Technical Abstract: Most large DNA viruses have a pathogenic association with their hosts, with symbiosis being a rare exception. A striking example of the latter, however, is found among DNA viruses of the family Polydnaviridae (PDV), which have evolved a complex association with wasps that live as endoparasitoids of lepidopteran larvae. PDVs replicate asymptomatically in their wasp hosts but infect and cause severe disease in parasitized caterpillars. The two recognized PDV taxa, ichnovirus (IV) and bracovirus (BV), are associated with endoparasitic wasps of the families Ichneumonidae and Braconidae, respectively, and have distinct ancestors. Here, we survey the available data on the genome sequence and gene content of members of these two taxa.
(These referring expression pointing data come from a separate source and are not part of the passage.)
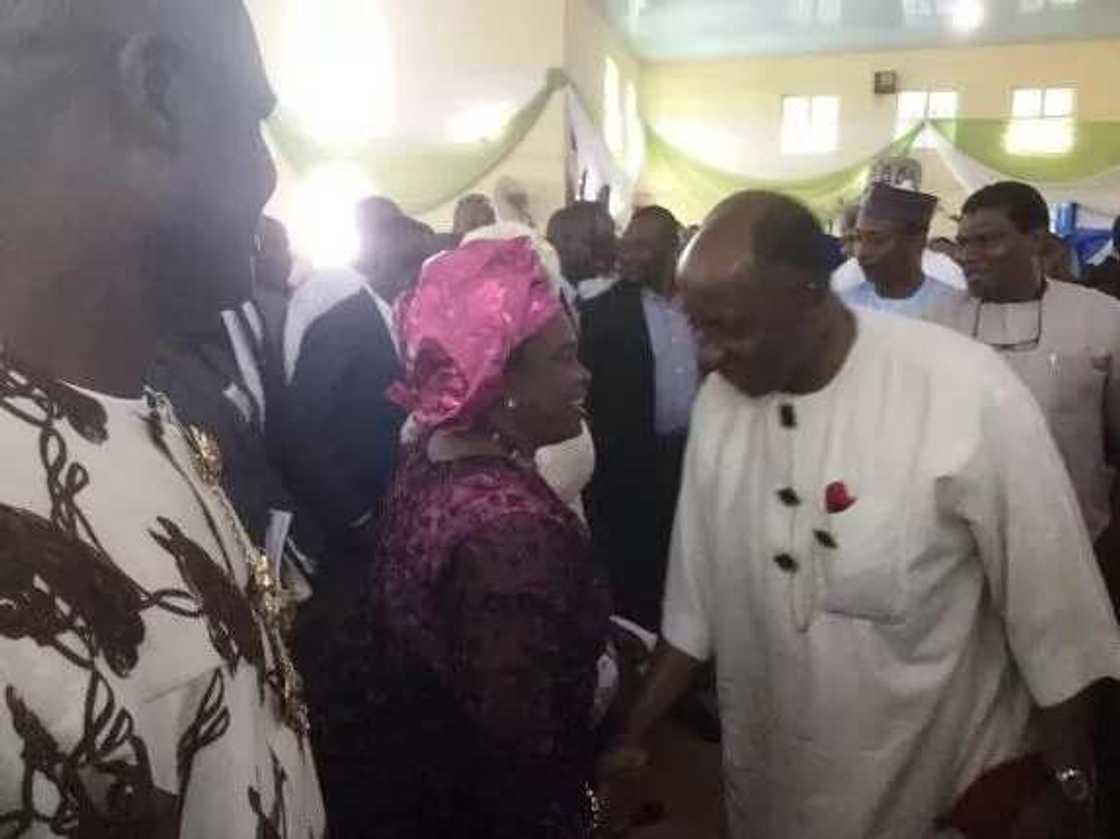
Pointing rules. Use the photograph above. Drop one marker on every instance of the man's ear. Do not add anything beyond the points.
(1039, 242)
(148, 75)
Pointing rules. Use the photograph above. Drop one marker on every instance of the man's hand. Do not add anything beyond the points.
(1052, 817)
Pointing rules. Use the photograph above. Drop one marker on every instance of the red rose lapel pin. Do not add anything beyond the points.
(838, 497)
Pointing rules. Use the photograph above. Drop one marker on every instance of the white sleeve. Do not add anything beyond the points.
(688, 608)
(1036, 551)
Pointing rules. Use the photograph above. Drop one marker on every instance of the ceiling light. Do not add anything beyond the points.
(967, 16)
(324, 227)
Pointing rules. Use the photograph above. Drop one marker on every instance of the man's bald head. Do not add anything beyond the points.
(755, 282)
(758, 230)
(139, 122)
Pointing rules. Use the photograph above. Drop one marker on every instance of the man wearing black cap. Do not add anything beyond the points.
(889, 241)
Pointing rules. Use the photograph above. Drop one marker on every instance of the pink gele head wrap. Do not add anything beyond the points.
(472, 308)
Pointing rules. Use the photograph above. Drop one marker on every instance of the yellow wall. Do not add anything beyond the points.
(590, 39)
(728, 113)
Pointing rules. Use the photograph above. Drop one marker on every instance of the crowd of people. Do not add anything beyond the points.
(430, 546)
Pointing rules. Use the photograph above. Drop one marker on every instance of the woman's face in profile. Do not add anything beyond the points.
(549, 384)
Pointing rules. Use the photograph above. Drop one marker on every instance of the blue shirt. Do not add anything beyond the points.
(929, 295)
(675, 366)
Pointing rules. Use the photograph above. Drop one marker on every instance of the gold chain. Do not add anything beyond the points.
(266, 593)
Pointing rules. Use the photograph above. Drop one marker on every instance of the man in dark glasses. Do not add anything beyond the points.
(1061, 338)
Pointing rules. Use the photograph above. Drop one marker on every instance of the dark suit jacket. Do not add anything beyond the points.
(1106, 277)
(196, 374)
(341, 432)
(632, 499)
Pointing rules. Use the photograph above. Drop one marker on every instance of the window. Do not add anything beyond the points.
(1042, 121)
(613, 119)
(635, 132)
(810, 124)
(808, 12)
(1033, 7)
(916, 106)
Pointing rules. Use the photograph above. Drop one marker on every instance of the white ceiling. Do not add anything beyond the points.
(694, 29)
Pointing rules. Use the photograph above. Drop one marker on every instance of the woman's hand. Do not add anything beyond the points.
(619, 775)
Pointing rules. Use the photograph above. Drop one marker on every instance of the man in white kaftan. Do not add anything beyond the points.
(1062, 339)
(876, 541)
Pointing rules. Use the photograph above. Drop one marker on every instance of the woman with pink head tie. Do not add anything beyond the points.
(465, 688)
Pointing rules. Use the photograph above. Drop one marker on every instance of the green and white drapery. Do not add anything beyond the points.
(419, 175)
(976, 152)
(425, 175)
(697, 187)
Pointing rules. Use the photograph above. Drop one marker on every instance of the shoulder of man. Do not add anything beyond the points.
(327, 294)
(951, 360)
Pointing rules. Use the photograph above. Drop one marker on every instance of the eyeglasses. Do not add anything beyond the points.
(1015, 346)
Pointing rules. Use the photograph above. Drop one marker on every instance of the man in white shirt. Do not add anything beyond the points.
(877, 542)
(1062, 339)
(889, 240)
(145, 688)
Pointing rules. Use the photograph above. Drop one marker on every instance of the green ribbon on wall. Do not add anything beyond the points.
(1094, 149)
(422, 176)
(419, 176)
(699, 186)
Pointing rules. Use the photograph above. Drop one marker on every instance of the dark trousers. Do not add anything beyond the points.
(1107, 735)
(635, 539)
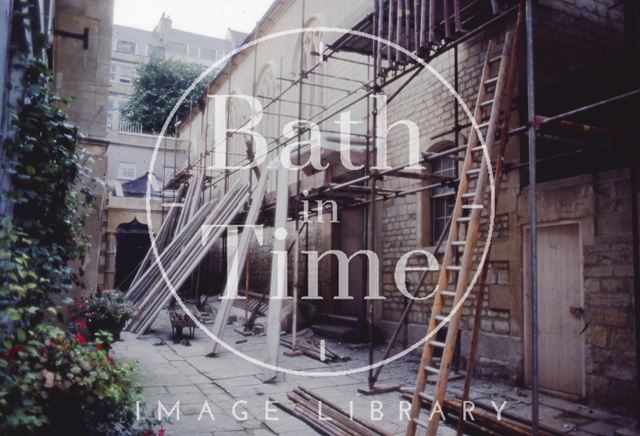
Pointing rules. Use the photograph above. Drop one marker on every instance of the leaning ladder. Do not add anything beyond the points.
(494, 98)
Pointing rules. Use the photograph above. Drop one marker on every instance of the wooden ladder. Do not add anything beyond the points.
(491, 113)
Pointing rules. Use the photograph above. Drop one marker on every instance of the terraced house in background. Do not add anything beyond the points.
(125, 224)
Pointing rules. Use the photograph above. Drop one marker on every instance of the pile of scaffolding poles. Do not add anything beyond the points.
(182, 263)
(163, 237)
(326, 417)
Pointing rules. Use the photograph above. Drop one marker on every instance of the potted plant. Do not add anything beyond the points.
(108, 311)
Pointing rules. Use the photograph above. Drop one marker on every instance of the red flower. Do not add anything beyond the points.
(15, 350)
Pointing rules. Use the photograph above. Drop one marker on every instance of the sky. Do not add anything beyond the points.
(207, 17)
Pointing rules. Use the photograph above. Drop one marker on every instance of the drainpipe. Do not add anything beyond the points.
(636, 269)
(531, 114)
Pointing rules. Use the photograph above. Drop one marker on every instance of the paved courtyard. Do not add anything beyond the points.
(215, 388)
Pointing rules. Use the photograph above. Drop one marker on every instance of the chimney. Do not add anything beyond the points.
(164, 25)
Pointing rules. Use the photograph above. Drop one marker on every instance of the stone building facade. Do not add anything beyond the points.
(587, 204)
(82, 73)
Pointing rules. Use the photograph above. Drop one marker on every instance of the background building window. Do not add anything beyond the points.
(141, 49)
(126, 73)
(177, 47)
(126, 171)
(126, 47)
(156, 51)
(194, 51)
(443, 198)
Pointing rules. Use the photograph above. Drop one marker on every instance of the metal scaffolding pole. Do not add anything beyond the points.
(533, 232)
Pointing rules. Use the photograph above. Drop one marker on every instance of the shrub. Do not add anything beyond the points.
(108, 312)
(54, 382)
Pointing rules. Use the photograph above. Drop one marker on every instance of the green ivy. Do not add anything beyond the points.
(46, 371)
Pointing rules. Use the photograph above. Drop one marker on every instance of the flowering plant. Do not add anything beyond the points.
(107, 312)
(55, 383)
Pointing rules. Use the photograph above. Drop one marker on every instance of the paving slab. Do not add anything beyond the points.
(226, 383)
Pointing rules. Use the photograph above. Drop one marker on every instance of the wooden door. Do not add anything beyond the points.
(560, 344)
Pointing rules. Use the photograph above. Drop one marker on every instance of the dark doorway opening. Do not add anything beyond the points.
(132, 243)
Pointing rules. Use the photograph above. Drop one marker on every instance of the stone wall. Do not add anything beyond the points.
(566, 42)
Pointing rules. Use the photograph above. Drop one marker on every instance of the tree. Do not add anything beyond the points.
(156, 89)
A comparison of the two groups shows that, despite their distinct origins, IV and BV genomes display similar organizational features. However, they share relatively few genes, which have diversified into multigene families in both taxa. We also review what is known about mechanisms of PDV replication in the wasp host. These viruses constitute a versatile, replication-defective system for delivery of virulence genes to parasitized host insects.